Some images might have the extension PNG, but internally they have JPG data due to wrong file extension upon saving from a web browser for example. This might cause troubles to the Image reader engine which expects one type of image, but indeed the image internally is totally different format. I would suggest resaving the failing images with an external image manipulation application to ensure proper file name extension. If this does not help, resave the images with a different extension. I would suggest changing between PNG <> JPG image types.
Wait, the image reader engine depends only upon the eternal filename to determine what type of image it is? That’s pretty insecure and open to potential vulnerabilities, Tiho. I hope this is being worked on that it will properly scan the image data and determine the image type from the actual data (safely protecting against malformed data, overflows, etc.)
@devinganger: Unfortunately it is the Qt engine which loads an image via file. From the file extension it deducts the plugin which should be used to load the image data from the file. If the JPEG plugin tries to load a PNG image data, obviously it will return an error, even if the file contains a valid PNG image data.

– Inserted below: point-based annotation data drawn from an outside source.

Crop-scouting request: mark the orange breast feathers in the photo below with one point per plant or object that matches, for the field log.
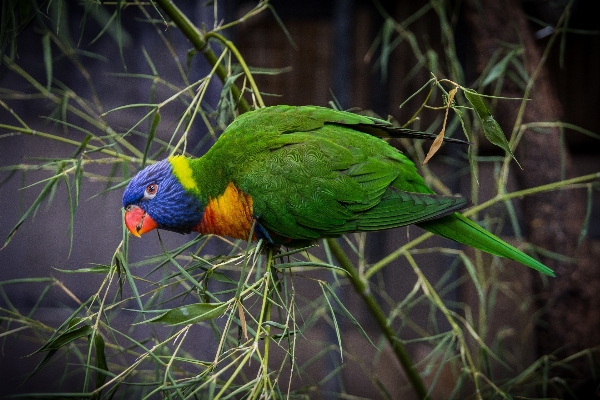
(229, 214)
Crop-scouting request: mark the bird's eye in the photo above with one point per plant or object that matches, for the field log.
(151, 191)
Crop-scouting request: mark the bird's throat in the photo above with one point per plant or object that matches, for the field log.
(229, 214)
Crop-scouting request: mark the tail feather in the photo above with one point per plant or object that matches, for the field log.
(460, 229)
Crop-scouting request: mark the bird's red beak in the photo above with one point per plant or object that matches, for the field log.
(138, 221)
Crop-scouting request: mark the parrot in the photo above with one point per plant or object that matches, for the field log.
(291, 175)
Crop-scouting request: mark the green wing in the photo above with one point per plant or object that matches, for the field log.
(317, 176)
(312, 172)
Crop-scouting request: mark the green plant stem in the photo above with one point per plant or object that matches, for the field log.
(198, 39)
(361, 288)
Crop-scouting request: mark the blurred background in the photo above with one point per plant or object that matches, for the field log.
(347, 53)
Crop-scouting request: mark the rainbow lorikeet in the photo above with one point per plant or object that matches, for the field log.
(291, 175)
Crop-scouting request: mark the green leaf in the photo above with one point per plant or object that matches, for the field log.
(66, 338)
(47, 51)
(99, 269)
(190, 314)
(100, 360)
(491, 128)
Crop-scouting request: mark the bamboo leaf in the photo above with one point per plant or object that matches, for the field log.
(190, 314)
(491, 128)
(100, 360)
(66, 338)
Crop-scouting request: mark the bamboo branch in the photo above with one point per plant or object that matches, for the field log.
(361, 288)
(200, 42)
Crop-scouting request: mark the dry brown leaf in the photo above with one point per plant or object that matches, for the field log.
(437, 143)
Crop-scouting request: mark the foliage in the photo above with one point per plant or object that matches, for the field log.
(242, 301)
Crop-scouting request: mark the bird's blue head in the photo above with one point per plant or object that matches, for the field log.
(156, 199)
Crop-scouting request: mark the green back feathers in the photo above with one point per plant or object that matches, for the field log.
(313, 172)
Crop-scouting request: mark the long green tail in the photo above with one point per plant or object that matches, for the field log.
(460, 229)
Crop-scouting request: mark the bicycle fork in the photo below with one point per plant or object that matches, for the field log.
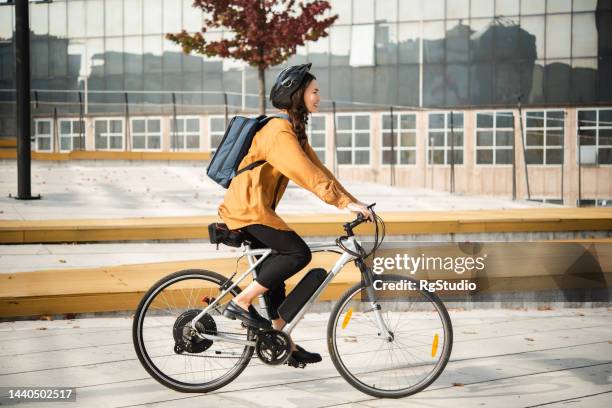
(368, 279)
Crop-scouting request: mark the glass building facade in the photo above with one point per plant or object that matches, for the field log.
(453, 70)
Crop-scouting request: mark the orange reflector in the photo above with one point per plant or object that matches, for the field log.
(347, 317)
(434, 346)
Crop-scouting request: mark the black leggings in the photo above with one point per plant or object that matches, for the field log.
(293, 255)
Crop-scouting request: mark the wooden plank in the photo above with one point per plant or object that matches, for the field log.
(405, 223)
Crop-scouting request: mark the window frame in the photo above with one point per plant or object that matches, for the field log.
(49, 135)
(446, 145)
(493, 147)
(398, 148)
(545, 130)
(596, 127)
(146, 133)
(107, 119)
(185, 133)
(71, 135)
(353, 149)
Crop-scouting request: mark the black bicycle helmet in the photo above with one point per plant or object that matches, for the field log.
(287, 82)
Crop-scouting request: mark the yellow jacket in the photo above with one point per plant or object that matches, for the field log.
(253, 195)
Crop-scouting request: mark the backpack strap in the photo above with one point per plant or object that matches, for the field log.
(262, 119)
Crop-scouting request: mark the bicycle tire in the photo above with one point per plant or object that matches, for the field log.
(143, 357)
(376, 392)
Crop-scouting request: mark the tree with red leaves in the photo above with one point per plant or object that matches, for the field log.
(267, 32)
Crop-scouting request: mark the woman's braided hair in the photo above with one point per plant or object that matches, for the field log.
(298, 113)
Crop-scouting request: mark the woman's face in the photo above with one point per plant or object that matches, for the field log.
(312, 97)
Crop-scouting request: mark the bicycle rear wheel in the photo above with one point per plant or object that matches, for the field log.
(393, 366)
(167, 349)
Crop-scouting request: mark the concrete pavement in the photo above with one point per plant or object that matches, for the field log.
(501, 358)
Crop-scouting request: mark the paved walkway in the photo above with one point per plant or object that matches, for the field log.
(501, 358)
(111, 190)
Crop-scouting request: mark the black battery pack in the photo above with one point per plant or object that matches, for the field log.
(301, 293)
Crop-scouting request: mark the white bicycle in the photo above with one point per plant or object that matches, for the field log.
(385, 346)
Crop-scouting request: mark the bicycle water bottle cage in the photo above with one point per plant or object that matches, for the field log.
(219, 233)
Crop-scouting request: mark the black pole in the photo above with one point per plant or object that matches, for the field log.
(174, 135)
(81, 122)
(579, 166)
(128, 141)
(335, 140)
(226, 112)
(24, 130)
(452, 181)
(563, 159)
(520, 111)
(392, 175)
(513, 159)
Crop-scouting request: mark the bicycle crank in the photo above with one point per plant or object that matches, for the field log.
(273, 347)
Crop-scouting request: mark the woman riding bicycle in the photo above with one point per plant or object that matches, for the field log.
(250, 201)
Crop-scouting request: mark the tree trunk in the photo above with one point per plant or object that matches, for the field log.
(262, 90)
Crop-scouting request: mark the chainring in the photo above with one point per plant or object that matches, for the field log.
(185, 339)
(273, 347)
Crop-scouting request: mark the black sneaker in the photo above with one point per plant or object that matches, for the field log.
(233, 311)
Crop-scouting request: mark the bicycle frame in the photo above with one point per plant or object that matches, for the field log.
(351, 244)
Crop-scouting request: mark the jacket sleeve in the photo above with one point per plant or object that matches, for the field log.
(315, 159)
(284, 153)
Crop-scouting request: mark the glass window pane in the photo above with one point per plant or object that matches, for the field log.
(95, 18)
(76, 19)
(363, 11)
(318, 123)
(503, 156)
(558, 35)
(362, 122)
(554, 156)
(504, 120)
(114, 14)
(584, 35)
(57, 19)
(318, 140)
(482, 8)
(484, 120)
(534, 156)
(408, 40)
(386, 10)
(484, 156)
(408, 139)
(344, 157)
(407, 157)
(484, 138)
(558, 6)
(193, 125)
(506, 7)
(362, 157)
(605, 137)
(533, 6)
(362, 139)
(535, 119)
(344, 122)
(457, 8)
(132, 22)
(503, 138)
(535, 138)
(344, 140)
(433, 9)
(436, 121)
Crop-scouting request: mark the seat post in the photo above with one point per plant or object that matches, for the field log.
(263, 305)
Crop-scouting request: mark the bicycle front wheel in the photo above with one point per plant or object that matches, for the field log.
(393, 365)
(166, 345)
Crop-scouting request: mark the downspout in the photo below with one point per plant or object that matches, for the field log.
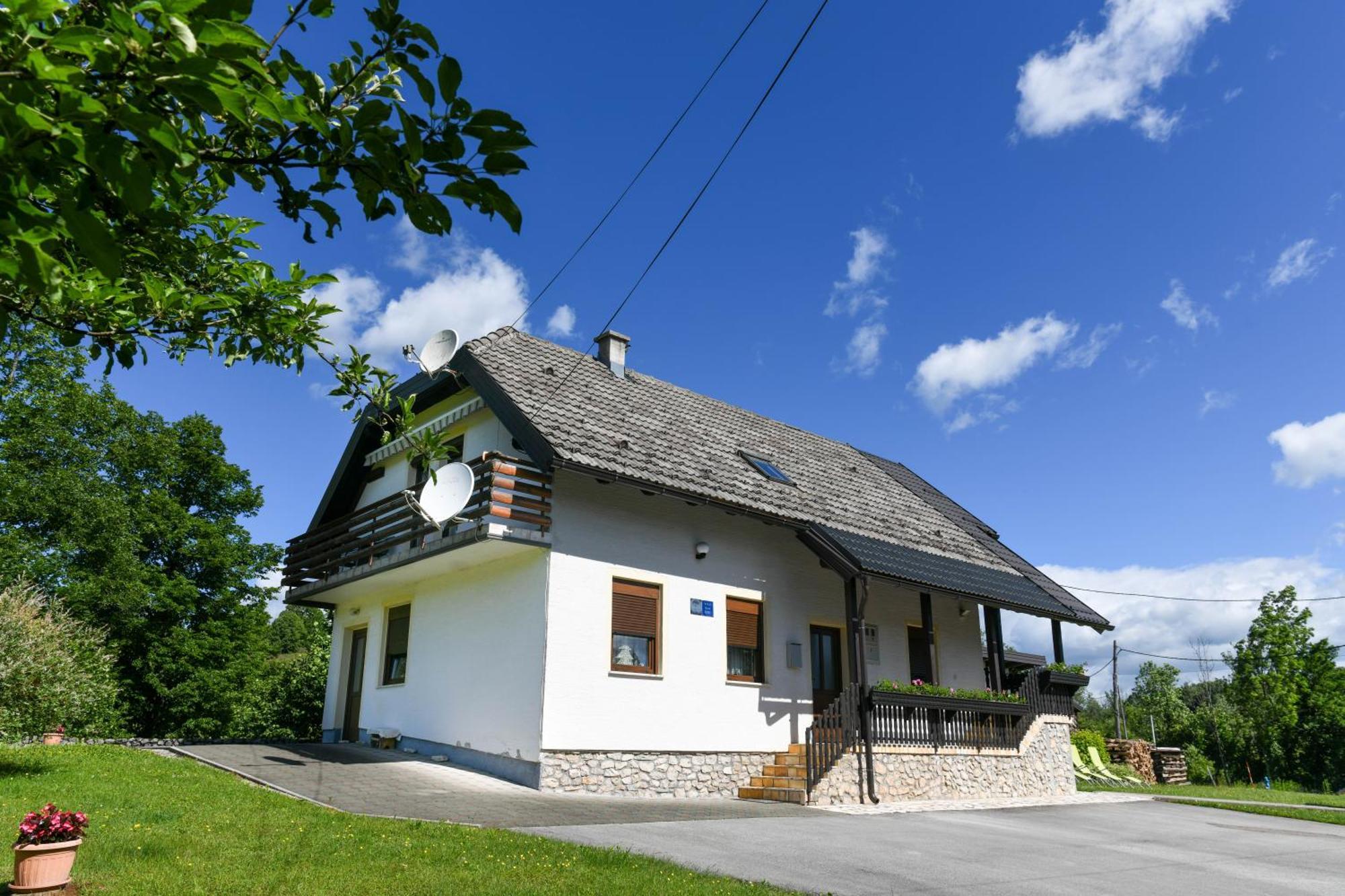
(866, 700)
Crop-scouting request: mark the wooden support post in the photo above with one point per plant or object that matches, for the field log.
(995, 650)
(855, 631)
(927, 623)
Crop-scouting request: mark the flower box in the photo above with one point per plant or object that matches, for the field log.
(1063, 681)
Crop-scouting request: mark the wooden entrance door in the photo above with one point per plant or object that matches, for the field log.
(354, 684)
(825, 643)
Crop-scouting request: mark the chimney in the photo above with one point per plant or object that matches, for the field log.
(611, 352)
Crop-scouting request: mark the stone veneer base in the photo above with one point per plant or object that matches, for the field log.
(648, 774)
(1042, 767)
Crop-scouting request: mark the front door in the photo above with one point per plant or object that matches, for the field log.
(354, 684)
(827, 666)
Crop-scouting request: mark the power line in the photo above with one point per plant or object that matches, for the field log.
(1196, 600)
(695, 201)
(648, 162)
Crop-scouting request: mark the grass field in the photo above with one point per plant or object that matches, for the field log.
(1235, 791)
(1304, 814)
(173, 826)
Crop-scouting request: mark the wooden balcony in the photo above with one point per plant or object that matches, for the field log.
(510, 491)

The solution to this problem is probably creating QImage from raw file data, which will pull the plugin based on file contents, but have not played with this. I just described the possible cause, which I have seen for failed imported images. At the end of the day the image file extension should match the image file contents. One should not expect animated GIF from renaming a JPEG file extension to GIF for example. Importing this renamed GIF into Scrivener will most likely fail, like the described use case above.
Ugh, that approach is not nearly robust enough in modern computing and I am surprised that Qt does it that way. Thanks for the explanation, though.